Good morning. Here's my take on some of the stories driving the debate in politics, finance and social issues across Asia today:

Japan gets some inflation, but the bad kind.

The fastest rise in consumer prices since 2008 isn't the cause for celebration Prime Minister Shinzo Abe might have hoped. The 0.7 percent jump in July prices excluding fresh food had more to do with rising energy costs than the Bank of Japan's ultra-easy policies. Stripping away energy as well as fresh food, prices still fell in July. There is good inflation (brought on by faster growth and improving business confidence, matched by productivity growth) and the bad kind that's imported by a weaker exchange rate and surging energy costs. Japan's is of the latter variety and this report is nothing to cheer about.

Air India may be regretting all those Boeing 787s.

Gripes about Boeing's troubled Dreamliner aircraft typically veer toward faulty batteries and delivery delays. Yet the problem for India's national carrier isn’t just the seven it already has, but paying for the 20 remaining on-order Dreamliners (and another three Boeing 777s) as the rupee dips to record lows and fuel costs skyrocket. If a flag carrier sometimes presents a microcosm of the pros and cons of its national economy (here, think Japan and Singapore) then India's once high-flying economy is in for more turbulence.

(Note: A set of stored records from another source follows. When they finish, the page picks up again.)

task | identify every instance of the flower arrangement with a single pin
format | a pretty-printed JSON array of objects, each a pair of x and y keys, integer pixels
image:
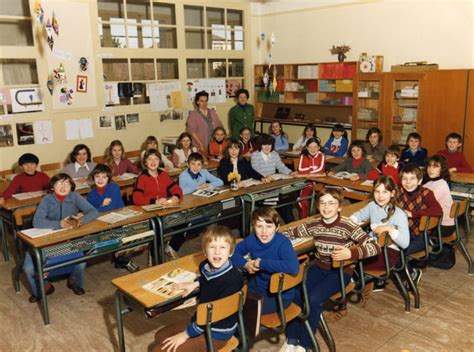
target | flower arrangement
[
  {"x": 342, "y": 49},
  {"x": 233, "y": 176}
]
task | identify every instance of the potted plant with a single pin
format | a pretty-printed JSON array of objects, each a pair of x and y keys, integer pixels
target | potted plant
[{"x": 340, "y": 51}]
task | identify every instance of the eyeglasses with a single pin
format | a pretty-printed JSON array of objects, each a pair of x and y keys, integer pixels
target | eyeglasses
[{"x": 330, "y": 203}]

Big test awaits Indonesia's Susilo Bambang Yudhoyono.

As much of the world cuts interests rates to support growth, Indonesia is moving in the opposite direction. On Aug. 29, the central bank hiked rates to 7 percent from 6.5 percent in a bid to halt the rupiah's 14 percent plunge this year. But the real test is for Yudhoyono, who since 2004 has done an impressive job restoring political stability and growth in a country that was in financial ruins 15 years ago. It's time for him to step up and reassure investors with forward-looking policies to reduce Indonesia's current-account deficit and corruption. Indonesia has come way too far to stop moving ahead now.

China's bankers get antsy about bad loans.

As the dust settles from the massive stimulus China engineered to withstand the 2008 crisis, the nation's top bankers are preparing for the worst. The heads of giants like Industrial & Commercial Bank of China and Agricultural Bank of China are voicing concerns about a coming storm of loans going sour. Wang Hongzhang, chairman of China Construction Bank, for example, said this week that "though our nonperforming loan ratio has been held below 1 percent, we still face big pressure from rising bad loans." Let's just say the next 12 months are going to be very busy for Chinese bankers and regulators alike.

Thai leader finds globetrotting has its costs.

As economic woes mount in Bangkok, Prime Minister Yingluck Shinawatra is getting grief for being out of town. Earlier this month, she was in Tajikistan and Pakistan. Next month, China. Yingluck claims her travels will drum up foreign-direct investment; the political opposition says the captain of a sinking ship needs to be on the bridge. While the truth lies somewhere in between, there's no doubting Thailand's economic troubles. They include slowing growth, a baht set for its worst losing streak in five years and a current-account deficit that's spooking markets. Bad news travels fast, too.